Are there any potential solutions other than “create the first GAI and ensure it’s provably Friendly” that can be advanced simultaneously?
That quote completely ignores the risk of worsening the situation each ‘solution’ might carry. The venture-capital method only works because of limited liability.
Off the top of my head: Take over the world (starting with taking over science with rationality, then technology, then the socioeconomic sphere). Help people figure out what they want (with rationality, happiness psychology, cognitive behavioral therapy, sleek Buddhism) so that they can get it themselves. Give people what they probably want but can’t get (with nanotech, biotech, tech generally, new communities, better dating sites, rationality dojos, dietary advice, et cetera). Make people smarter so they can help do all of those things (with rationality, cognitive enhancement, better institutions, better technology, et cetera).
If you aren’t doing one of these things (or something better I missed), you should probably be optimizing your life for maximum fun (rich, diverse happiness) instead. There are smart ways to do that, too. That said, optimizing for fun and optimizing for being a Bodhisattva can look a lot like each other, if you do it right.
Very not impressed by the content of the interview. We’ve lost the solar panel and wind turbine market to the Chinese- is there a particular reason we should be troubled by that? Oh no, we don’t subsidize unprofitable technology enough! “We” are running airplanes into buildings. Wait, I thought this was about America’s failures? If you’re willing to accept Middle Easterners as part of “we,” why not the Chinese, who are actually tied to us much more? The problem with Dawkins’ view is that it doesn’t allow for altruism. Money is bad because of greed.
When someone makes that many questionable conclusions, I have to wonder where they’re coming from. The BP reference is just bizarre- I strongly suspect that if BP could have tried multiple things simultaneously, they would have. (This is actually what they did, if I recall correctly- drilling relief wells while doing things at the top, and switching around which things they did at the top.)

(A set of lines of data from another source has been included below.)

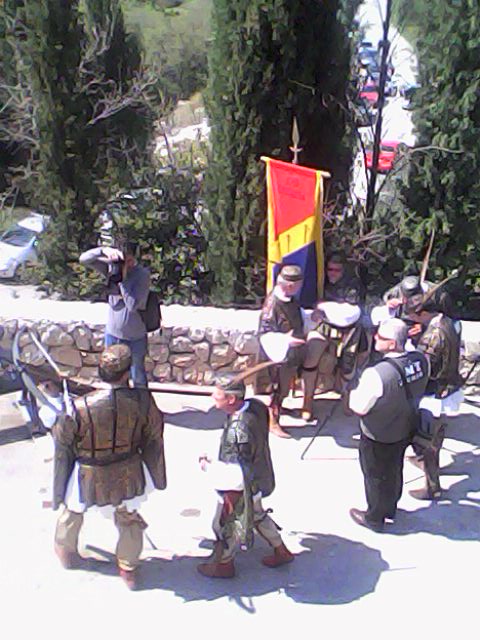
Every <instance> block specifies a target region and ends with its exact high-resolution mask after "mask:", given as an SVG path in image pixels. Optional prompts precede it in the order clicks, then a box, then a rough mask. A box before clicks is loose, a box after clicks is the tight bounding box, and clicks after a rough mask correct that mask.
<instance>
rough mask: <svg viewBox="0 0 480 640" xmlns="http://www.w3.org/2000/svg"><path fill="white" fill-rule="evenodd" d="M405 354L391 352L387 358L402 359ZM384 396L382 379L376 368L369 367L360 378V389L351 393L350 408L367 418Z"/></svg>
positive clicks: (358, 389)
mask: <svg viewBox="0 0 480 640" xmlns="http://www.w3.org/2000/svg"><path fill="white" fill-rule="evenodd" d="M403 355H405V352H403V353H398V352H395V351H391V352H390V353H387V354H385V356H384V357H385V358H400V357H401V356H403ZM382 395H383V382H382V378H381V377H380V374H379V373H378V371H376V369H375V367H374V366H373V367H368V369H365V371H364V372H363V373H362V375H361V376H360V380H359V382H358V387H357V388H356V389H353V391H351V392H350V398H349V401H348V406H349V407H350V409H351V410H352V411H354V412H355V413H357V414H358V415H360V416H365V415H367V413H368V412H369V411H370V410H371V409H372V408H373V407H374V406H375V403H376V402H377V400H378V399H379V398H381V397H382Z"/></svg>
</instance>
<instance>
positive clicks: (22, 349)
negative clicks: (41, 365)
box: [21, 343, 46, 367]
mask: <svg viewBox="0 0 480 640" xmlns="http://www.w3.org/2000/svg"><path fill="white" fill-rule="evenodd" d="M21 359H22V360H23V361H24V362H26V364H31V365H33V366H34V367H39V366H40V365H42V364H45V362H46V359H45V357H44V356H43V355H42V354H41V352H40V351H39V350H38V348H37V346H36V345H34V344H32V343H30V344H27V345H26V346H25V347H24V348H23V349H22V351H21Z"/></svg>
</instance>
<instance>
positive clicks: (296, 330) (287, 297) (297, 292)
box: [259, 265, 306, 438]
mask: <svg viewBox="0 0 480 640" xmlns="http://www.w3.org/2000/svg"><path fill="white" fill-rule="evenodd" d="M302 283H303V274H302V269H301V268H300V267H299V266H297V265H284V266H282V268H281V269H280V271H279V273H278V276H277V281H276V284H275V287H274V288H273V290H272V291H271V292H270V293H269V294H268V296H267V297H266V299H265V302H264V304H263V307H262V310H261V312H260V323H259V335H260V345H261V351H260V358H261V360H272V361H274V362H278V363H279V365H278V366H276V367H271V368H270V369H269V375H270V382H271V385H272V387H273V393H272V396H271V402H270V409H269V411H270V422H269V424H270V431H271V432H272V433H273V434H275V435H276V436H279V437H281V438H289V437H290V435H289V434H288V433H287V432H286V431H284V430H283V429H282V428H281V427H280V423H279V420H280V413H281V409H282V403H283V400H284V399H285V398H286V397H287V395H288V393H289V391H290V383H291V381H292V379H294V378H295V376H296V375H297V373H298V372H299V371H300V370H301V368H302V365H303V361H304V358H305V353H306V352H305V333H304V327H303V316H302V311H301V307H300V304H299V302H298V301H297V299H296V298H295V295H296V294H297V293H298V292H299V291H300V289H301V287H302Z"/></svg>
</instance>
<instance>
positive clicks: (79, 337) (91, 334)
mask: <svg viewBox="0 0 480 640" xmlns="http://www.w3.org/2000/svg"><path fill="white" fill-rule="evenodd" d="M71 335H72V337H73V339H74V341H75V344H76V346H77V348H78V349H80V350H81V351H90V349H91V348H92V337H93V334H92V330H91V329H90V328H89V327H87V326H82V325H80V326H79V325H77V326H76V327H74V328H73V329H72V331H71Z"/></svg>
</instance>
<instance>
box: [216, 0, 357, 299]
mask: <svg viewBox="0 0 480 640" xmlns="http://www.w3.org/2000/svg"><path fill="white" fill-rule="evenodd" d="M357 5H358V3H357V2H355V3H347V2H345V3H344V2H342V0H326V1H324V2H317V1H316V0H307V1H306V2H291V1H289V0H214V3H213V43H212V45H211V50H210V60H209V64H210V79H209V86H208V90H207V110H208V113H209V117H210V123H211V125H212V130H211V146H212V157H211V160H210V167H209V171H208V175H207V181H206V192H207V202H208V210H209V213H208V220H207V233H208V252H209V265H210V268H211V269H212V270H213V272H214V273H215V274H217V281H216V286H215V293H214V295H215V299H216V301H217V302H220V303H230V302H232V301H237V302H239V301H243V300H249V301H252V300H258V298H260V297H261V296H262V295H263V294H264V289H263V287H264V283H263V275H264V274H263V270H262V264H261V263H262V261H263V260H264V255H265V247H264V234H265V219H266V206H265V196H264V167H263V166H262V165H261V163H260V162H259V157H260V156H261V155H268V156H273V157H276V158H279V159H281V160H286V161H289V160H291V157H292V156H291V152H290V151H289V146H290V145H291V130H292V121H293V117H294V116H296V117H297V121H298V124H299V129H300V136H301V142H300V146H301V147H303V152H302V154H301V156H300V162H301V163H302V164H305V165H307V166H312V167H317V168H322V169H326V170H330V171H331V173H332V175H333V177H334V180H333V182H334V186H337V187H338V186H339V184H340V183H342V182H343V183H346V180H347V176H348V171H349V166H350V151H349V150H348V148H347V146H346V145H345V144H344V136H345V132H346V118H345V115H344V113H345V111H346V109H345V111H344V108H345V106H346V99H345V94H346V87H347V83H348V79H349V69H350V43H349V38H348V30H349V25H348V24H345V22H342V21H343V20H344V19H345V18H346V21H347V22H349V23H350V26H351V21H352V18H353V13H354V10H355V7H356V6H357ZM346 7H348V8H347V9H346ZM343 10H345V11H343Z"/></svg>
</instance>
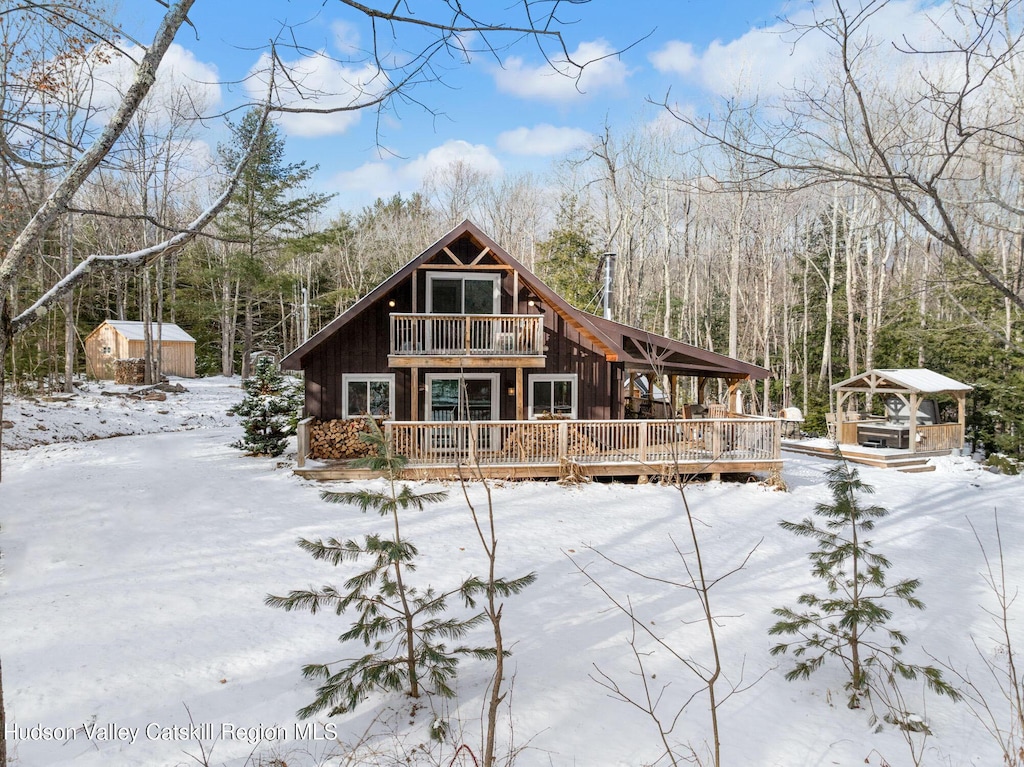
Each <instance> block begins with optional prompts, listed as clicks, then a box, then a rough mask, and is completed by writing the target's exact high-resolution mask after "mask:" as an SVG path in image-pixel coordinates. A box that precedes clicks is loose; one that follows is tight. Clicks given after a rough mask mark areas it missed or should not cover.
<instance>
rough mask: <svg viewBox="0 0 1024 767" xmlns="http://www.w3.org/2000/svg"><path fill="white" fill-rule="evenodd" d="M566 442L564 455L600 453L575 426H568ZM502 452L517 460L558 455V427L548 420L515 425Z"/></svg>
mask: <svg viewBox="0 0 1024 767" xmlns="http://www.w3.org/2000/svg"><path fill="white" fill-rule="evenodd" d="M566 442H567V444H566V448H567V452H566V455H569V456H594V455H597V454H598V453H600V451H599V450H598V446H597V444H595V443H594V440H593V439H591V438H590V437H588V436H587V435H586V434H584V433H583V432H582V431H580V429H579V428H578V427H575V426H569V427H568V434H567V440H566ZM502 454H503V455H504V456H505V457H506V458H512V459H515V460H517V461H529V460H536V459H539V458H544V457H546V456H553V455H558V427H557V426H555V425H553V424H551V423H550V422H548V423H524V424H523V425H522V426H517V427H516V428H514V429H513V430H512V431H510V432H509V435H508V438H506V440H505V446H504V449H503V450H502ZM559 458H563V456H559Z"/></svg>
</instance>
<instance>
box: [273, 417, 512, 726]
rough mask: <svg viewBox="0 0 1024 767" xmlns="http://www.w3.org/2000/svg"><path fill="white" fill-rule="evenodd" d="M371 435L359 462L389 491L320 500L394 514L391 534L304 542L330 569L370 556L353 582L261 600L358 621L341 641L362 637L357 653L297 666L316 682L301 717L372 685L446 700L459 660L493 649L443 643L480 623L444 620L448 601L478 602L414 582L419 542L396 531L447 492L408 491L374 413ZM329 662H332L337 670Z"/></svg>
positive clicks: (362, 510) (343, 494)
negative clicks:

I looked at the paragraph you’re talking about, and it was all about focusing on where the US has a comparative advantage, and not on giving more subsidies to domestic wind and solar manufacturers. And the reason she used “we” to refer to the US in that context is because it’s something she’d like to see a candidate for political office say. The later use of “we” which included Middle Easterners was in a context where she was talking about humanity in general.
She was misstating Dawkins’ views, actually.

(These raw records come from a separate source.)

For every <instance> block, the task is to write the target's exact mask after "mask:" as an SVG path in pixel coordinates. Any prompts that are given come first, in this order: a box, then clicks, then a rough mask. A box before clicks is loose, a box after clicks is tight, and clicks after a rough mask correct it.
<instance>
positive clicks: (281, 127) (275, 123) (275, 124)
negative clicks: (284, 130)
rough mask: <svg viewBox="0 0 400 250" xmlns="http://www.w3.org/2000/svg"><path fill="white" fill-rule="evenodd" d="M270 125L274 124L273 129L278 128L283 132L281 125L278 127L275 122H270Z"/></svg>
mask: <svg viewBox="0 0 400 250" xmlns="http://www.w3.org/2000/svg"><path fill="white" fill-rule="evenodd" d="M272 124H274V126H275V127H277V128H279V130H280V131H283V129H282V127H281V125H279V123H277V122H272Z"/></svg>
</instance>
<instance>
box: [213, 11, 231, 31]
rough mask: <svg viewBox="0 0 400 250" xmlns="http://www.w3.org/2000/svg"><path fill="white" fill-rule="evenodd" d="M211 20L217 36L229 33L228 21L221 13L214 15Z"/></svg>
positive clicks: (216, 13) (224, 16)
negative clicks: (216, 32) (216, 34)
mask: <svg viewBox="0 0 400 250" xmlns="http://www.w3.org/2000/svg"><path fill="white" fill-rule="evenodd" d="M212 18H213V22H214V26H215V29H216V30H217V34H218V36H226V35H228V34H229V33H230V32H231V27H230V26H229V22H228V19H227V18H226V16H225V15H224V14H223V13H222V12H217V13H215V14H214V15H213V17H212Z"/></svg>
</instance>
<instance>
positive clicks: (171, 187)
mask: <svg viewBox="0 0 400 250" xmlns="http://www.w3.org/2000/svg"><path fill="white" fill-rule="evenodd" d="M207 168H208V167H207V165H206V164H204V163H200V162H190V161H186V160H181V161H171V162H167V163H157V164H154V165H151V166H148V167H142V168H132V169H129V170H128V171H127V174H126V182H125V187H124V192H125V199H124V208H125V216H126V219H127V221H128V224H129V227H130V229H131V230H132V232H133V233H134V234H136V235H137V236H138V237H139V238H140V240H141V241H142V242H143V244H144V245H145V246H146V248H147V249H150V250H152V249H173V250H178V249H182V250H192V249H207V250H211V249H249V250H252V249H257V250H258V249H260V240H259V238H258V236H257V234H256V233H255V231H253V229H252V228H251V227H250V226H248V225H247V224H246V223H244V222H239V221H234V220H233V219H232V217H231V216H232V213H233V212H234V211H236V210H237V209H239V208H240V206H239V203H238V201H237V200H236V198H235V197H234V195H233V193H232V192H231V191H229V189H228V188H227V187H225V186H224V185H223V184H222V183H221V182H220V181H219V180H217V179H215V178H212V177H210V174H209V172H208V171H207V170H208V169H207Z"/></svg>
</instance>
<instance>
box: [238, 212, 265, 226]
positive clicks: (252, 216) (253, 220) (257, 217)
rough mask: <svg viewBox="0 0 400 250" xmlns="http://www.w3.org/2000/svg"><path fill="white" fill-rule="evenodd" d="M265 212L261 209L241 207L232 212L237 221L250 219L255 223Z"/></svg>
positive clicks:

This is how I parsed that: “We are bad at doing X.” (I don’t agree this is a problem.) “We could be the best at doing X if we did it another way.” Space-based solar is a neat idea but it has a number of significant problems with it- and the suggestion that NASA do it instead of a private satellite company suggests to me that it’s going to be unprofitable for quite some time (which agrees with what I know about the technical details).
I’m aware. That are the following sentence were paraphrases of what she said, which I repeated because I think she’s wrong.

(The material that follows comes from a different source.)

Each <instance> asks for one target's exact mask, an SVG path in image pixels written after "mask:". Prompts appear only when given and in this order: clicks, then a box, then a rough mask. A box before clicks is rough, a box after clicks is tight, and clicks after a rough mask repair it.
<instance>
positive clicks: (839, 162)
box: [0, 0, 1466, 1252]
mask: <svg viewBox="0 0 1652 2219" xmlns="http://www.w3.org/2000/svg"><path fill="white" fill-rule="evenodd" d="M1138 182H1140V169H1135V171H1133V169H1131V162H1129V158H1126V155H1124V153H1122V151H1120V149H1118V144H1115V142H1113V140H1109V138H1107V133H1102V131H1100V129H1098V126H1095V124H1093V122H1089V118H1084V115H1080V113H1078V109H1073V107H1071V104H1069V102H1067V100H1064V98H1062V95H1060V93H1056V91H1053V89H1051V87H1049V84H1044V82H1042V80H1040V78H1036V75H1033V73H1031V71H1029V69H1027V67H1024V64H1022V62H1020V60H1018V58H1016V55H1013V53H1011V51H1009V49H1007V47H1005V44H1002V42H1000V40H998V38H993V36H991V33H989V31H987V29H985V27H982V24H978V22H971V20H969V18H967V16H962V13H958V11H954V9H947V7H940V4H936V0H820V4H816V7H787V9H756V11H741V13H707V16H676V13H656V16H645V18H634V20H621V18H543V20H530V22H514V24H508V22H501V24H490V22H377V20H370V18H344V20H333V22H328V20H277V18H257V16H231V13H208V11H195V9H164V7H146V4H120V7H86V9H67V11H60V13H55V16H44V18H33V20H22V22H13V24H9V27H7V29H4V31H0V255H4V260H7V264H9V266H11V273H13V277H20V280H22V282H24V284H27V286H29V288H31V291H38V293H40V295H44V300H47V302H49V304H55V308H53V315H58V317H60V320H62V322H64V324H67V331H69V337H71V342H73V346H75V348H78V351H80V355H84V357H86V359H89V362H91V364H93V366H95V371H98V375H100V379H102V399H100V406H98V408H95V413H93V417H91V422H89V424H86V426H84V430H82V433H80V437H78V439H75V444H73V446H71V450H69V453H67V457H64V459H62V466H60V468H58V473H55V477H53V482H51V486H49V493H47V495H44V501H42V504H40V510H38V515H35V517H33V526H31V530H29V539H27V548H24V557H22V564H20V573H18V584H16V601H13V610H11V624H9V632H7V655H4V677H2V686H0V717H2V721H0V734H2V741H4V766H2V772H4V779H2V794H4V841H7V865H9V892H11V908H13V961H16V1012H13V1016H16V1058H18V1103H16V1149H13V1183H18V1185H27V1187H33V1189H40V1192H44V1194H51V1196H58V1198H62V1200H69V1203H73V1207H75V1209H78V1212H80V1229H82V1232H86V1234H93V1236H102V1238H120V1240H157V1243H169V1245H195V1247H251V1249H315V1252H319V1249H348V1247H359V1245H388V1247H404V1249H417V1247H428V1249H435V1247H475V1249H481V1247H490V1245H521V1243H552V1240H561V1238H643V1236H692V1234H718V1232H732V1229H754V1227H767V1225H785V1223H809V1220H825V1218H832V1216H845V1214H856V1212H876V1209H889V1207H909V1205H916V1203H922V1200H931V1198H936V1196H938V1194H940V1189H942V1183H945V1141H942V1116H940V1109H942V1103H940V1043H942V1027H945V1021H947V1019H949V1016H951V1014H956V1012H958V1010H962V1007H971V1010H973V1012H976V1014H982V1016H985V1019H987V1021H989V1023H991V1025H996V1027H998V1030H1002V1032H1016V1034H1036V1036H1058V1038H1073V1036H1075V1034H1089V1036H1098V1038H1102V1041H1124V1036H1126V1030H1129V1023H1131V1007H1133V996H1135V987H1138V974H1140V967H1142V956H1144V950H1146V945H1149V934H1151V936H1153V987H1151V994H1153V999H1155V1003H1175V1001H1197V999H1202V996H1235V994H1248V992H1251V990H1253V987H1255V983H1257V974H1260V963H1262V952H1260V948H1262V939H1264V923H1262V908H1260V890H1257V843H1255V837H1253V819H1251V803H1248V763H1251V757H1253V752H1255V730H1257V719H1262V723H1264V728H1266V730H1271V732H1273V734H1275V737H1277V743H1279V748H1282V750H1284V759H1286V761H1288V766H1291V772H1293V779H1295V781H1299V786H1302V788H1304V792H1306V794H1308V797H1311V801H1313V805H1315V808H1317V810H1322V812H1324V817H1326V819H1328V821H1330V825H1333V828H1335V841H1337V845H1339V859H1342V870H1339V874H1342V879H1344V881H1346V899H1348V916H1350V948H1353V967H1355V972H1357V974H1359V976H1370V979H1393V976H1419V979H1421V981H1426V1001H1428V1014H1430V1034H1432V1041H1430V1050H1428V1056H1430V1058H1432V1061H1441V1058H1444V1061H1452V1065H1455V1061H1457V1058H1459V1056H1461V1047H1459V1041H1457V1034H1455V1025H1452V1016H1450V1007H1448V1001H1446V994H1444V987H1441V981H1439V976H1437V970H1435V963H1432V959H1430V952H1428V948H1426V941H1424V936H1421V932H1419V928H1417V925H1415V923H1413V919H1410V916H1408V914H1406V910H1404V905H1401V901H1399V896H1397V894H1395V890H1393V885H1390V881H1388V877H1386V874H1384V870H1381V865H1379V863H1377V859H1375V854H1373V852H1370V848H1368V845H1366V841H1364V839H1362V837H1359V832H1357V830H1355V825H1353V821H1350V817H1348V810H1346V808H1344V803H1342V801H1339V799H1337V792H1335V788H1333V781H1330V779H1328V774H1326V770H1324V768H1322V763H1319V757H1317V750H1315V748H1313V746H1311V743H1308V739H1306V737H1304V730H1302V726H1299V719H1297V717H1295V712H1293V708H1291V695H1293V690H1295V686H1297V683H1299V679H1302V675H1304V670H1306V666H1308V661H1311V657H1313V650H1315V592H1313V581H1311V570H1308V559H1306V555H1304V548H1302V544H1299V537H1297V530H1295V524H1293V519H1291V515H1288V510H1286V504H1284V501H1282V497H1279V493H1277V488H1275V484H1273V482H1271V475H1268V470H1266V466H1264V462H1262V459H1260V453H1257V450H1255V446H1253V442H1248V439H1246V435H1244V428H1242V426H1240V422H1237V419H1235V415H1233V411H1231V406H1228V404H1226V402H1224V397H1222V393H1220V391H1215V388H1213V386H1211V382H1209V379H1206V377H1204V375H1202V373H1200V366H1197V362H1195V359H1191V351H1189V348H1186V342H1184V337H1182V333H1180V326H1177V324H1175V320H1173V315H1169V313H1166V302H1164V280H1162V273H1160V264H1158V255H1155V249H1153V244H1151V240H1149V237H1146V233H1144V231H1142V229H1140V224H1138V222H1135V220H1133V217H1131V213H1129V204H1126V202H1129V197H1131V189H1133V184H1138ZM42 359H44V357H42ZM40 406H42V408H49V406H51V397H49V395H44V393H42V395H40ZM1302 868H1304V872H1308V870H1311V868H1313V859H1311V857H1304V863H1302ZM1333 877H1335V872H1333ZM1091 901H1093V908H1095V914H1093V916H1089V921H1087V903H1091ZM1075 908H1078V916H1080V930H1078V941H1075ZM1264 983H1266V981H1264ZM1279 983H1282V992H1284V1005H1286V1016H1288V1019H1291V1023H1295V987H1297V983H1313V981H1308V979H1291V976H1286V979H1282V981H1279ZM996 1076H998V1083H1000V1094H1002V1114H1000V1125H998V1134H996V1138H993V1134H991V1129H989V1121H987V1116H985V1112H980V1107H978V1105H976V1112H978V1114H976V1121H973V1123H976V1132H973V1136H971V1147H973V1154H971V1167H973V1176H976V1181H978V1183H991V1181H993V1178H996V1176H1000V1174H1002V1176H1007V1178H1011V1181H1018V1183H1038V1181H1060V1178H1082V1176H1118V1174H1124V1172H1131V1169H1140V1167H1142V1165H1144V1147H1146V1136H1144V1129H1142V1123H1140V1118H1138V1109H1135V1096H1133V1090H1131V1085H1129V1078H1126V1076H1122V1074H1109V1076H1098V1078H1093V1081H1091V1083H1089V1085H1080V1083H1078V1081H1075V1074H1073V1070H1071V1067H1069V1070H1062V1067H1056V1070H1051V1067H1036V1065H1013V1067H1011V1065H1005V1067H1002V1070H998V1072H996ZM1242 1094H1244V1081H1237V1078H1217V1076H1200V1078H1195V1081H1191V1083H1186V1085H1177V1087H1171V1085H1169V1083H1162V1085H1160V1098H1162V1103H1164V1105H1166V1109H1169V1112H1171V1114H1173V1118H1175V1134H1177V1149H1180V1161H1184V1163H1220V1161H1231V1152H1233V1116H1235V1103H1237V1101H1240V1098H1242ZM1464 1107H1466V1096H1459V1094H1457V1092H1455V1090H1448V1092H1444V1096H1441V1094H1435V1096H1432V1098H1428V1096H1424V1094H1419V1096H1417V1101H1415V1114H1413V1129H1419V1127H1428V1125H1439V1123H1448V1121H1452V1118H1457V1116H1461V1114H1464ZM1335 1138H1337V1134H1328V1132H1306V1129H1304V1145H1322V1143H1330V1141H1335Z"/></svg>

I had a comment here that mentioned basilisks. Just in case anyone wonders why it was deleted, it was by me, just because I posted it after a brain-fart made me misread some crucial stuff in the OP and thus my comment made no sense, not any act of censorship.
LOL and upvoted. Which is kind of sad, when you think about it.
I’m not sure if the thing you want solutions for is how to build AI, or reduce existential risk in general.
If the second, Yes. Getting people into space comes to mind.
If the first, The cost of a failed startup/policy vs. the cost of a failed AGI are different.
A failed startup/policy loses/wastes money. An unfriendly AI probably murders us all while it takes over this part of the universe (though, it could just destroy everything we value). If just one does that, then there’s not much we can do to recover, so starting 30 AGI projects and hoping one turns out friendly is a bad idea.
This could make the whole 30-projects-hope-one-comes-out-right thing work, although there are some problems.
An unfriendly AI probably gets turned off. The problem is it might take over the universe.
I’m not sure, but the fact that you’ve chosen to ask that question has improved my opinion of yourself/the SIAI back up to the point where it was before the basilisk-censorship debacle.